The field of medicine is a particular magnet for the pseudologue. One former US army-registered nurse treated 440 patients as a British hospital doctor and was uncovered only when one died. Another man posed as a gynaecologist for six months in Lancashire and, after being unmasked, then talked his way into a top job as a hospital administrator at Guy's.

The problem of bogus doctors is such that the Economic and Social Research Council funded Dr Harry Collins, professor of sociology at Southampton University, and a colleague Dr Joanne Hartland to study 100 cases of such personation. "Hardly any were caught because of deficiencies in their medical practice," says Dr Collins. "They were caught shoplifting or making an administrative mistake which caused people to look again at their CV.

"We found that people do not expect you to be anything other than what you say. If you do anything which is inconsistent, colleagues will 'repair' for you - justifying your deficiencies by saying that you were trained in another part of the world or whatever. Also once you are accepted you are given on-the-job training as a matter of course. It's much easier to bluff your way into most professions than people assume, though it's also probably much less damaging."

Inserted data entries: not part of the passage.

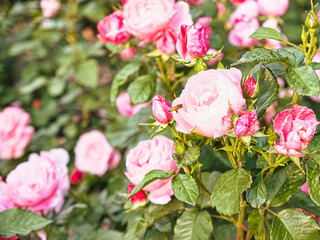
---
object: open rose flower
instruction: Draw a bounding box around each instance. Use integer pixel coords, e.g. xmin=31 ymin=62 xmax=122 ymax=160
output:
xmin=74 ymin=130 xmax=121 ymax=176
xmin=97 ymin=10 xmax=130 ymax=45
xmin=172 ymin=68 xmax=246 ymax=138
xmin=0 ymin=107 xmax=34 ymax=160
xmin=6 ymin=148 xmax=70 ymax=212
xmin=273 ymin=105 xmax=319 ymax=157
xmin=125 ymin=136 xmax=177 ymax=204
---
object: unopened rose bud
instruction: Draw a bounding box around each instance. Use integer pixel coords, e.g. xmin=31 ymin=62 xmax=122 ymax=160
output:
xmin=70 ymin=169 xmax=83 ymax=184
xmin=128 ymin=184 xmax=147 ymax=203
xmin=151 ymin=95 xmax=172 ymax=124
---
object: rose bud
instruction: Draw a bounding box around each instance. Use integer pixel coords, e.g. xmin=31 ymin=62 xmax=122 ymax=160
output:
xmin=176 ymin=24 xmax=212 ymax=59
xmin=70 ymin=169 xmax=83 ymax=184
xmin=97 ymin=10 xmax=130 ymax=45
xmin=273 ymin=105 xmax=319 ymax=157
xmin=151 ymin=95 xmax=173 ymax=124
xmin=128 ymin=184 xmax=147 ymax=203
xmin=233 ymin=110 xmax=260 ymax=137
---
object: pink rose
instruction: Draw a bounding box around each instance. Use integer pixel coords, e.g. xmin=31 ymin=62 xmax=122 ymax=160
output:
xmin=195 ymin=17 xmax=212 ymax=27
xmin=257 ymin=0 xmax=289 ymax=17
xmin=207 ymin=48 xmax=223 ymax=66
xmin=230 ymin=1 xmax=259 ymax=25
xmin=97 ymin=10 xmax=130 ymax=45
xmin=0 ymin=107 xmax=34 ymax=160
xmin=120 ymin=47 xmax=137 ymax=61
xmin=172 ymin=68 xmax=246 ymax=138
xmin=40 ymin=0 xmax=60 ymax=17
xmin=273 ymin=105 xmax=319 ymax=157
xmin=151 ymin=95 xmax=172 ymax=124
xmin=6 ymin=148 xmax=70 ymax=212
xmin=233 ymin=110 xmax=260 ymax=137
xmin=116 ymin=92 xmax=148 ymax=116
xmin=229 ymin=19 xmax=259 ymax=47
xmin=176 ymin=25 xmax=212 ymax=59
xmin=74 ymin=130 xmax=118 ymax=176
xmin=125 ymin=135 xmax=177 ymax=204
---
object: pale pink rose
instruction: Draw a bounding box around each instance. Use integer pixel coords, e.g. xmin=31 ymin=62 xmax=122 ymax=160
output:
xmin=116 ymin=92 xmax=148 ymax=116
xmin=0 ymin=107 xmax=34 ymax=160
xmin=195 ymin=17 xmax=212 ymax=27
xmin=120 ymin=47 xmax=137 ymax=61
xmin=125 ymin=135 xmax=177 ymax=204
xmin=257 ymin=0 xmax=289 ymax=17
xmin=229 ymin=19 xmax=260 ymax=47
xmin=230 ymin=1 xmax=259 ymax=25
xmin=184 ymin=0 xmax=204 ymax=5
xmin=40 ymin=0 xmax=60 ymax=17
xmin=207 ymin=48 xmax=223 ymax=66
xmin=273 ymin=105 xmax=319 ymax=157
xmin=74 ymin=130 xmax=115 ymax=176
xmin=97 ymin=10 xmax=130 ymax=45
xmin=172 ymin=68 xmax=246 ymax=138
xmin=6 ymin=148 xmax=70 ymax=212
xmin=176 ymin=24 xmax=212 ymax=59
xmin=233 ymin=110 xmax=260 ymax=137
xmin=151 ymin=95 xmax=173 ymax=124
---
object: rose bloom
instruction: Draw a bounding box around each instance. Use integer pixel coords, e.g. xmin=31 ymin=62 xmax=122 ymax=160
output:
xmin=125 ymin=135 xmax=177 ymax=204
xmin=176 ymin=24 xmax=212 ymax=59
xmin=257 ymin=0 xmax=289 ymax=17
xmin=97 ymin=10 xmax=130 ymax=45
xmin=116 ymin=92 xmax=148 ymax=116
xmin=230 ymin=1 xmax=259 ymax=25
xmin=74 ymin=130 xmax=121 ymax=176
xmin=273 ymin=105 xmax=319 ymax=157
xmin=0 ymin=107 xmax=34 ymax=160
xmin=172 ymin=68 xmax=246 ymax=138
xmin=233 ymin=110 xmax=260 ymax=137
xmin=40 ymin=0 xmax=60 ymax=17
xmin=6 ymin=148 xmax=70 ymax=212
xmin=229 ymin=19 xmax=259 ymax=47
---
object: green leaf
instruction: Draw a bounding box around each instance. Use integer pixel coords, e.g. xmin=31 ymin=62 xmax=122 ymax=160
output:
xmin=286 ymin=66 xmax=320 ymax=97
xmin=128 ymin=75 xmax=155 ymax=104
xmin=0 ymin=207 xmax=52 ymax=238
xmin=307 ymin=159 xmax=320 ymax=206
xmin=249 ymin=27 xmax=288 ymax=43
xmin=128 ymin=169 xmax=175 ymax=198
xmin=246 ymin=176 xmax=268 ymax=208
xmin=173 ymin=208 xmax=213 ymax=240
xmin=271 ymin=209 xmax=320 ymax=240
xmin=266 ymin=165 xmax=305 ymax=207
xmin=211 ymin=168 xmax=252 ymax=216
xmin=257 ymin=68 xmax=279 ymax=118
xmin=110 ymin=62 xmax=141 ymax=103
xmin=75 ymin=59 xmax=99 ymax=88
xmin=171 ymin=174 xmax=200 ymax=206
xmin=231 ymin=48 xmax=290 ymax=66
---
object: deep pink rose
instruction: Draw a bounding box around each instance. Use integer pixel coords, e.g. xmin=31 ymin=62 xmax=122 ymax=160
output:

Yet how can society operate except on trust, asks Dr Dolan. "It is not feasible to check everything. Anyway most people have different personas - at work, at home, in the pub, at a party. It's how we express the different facets of our character. We keep our roles - as a father, as a businessman - quite distinct and are comforted by our success in doing so."

But then should you believe any of this expert opinion? "It might be," warns Professor Collins, "that I'm only pretending to be a sociologist."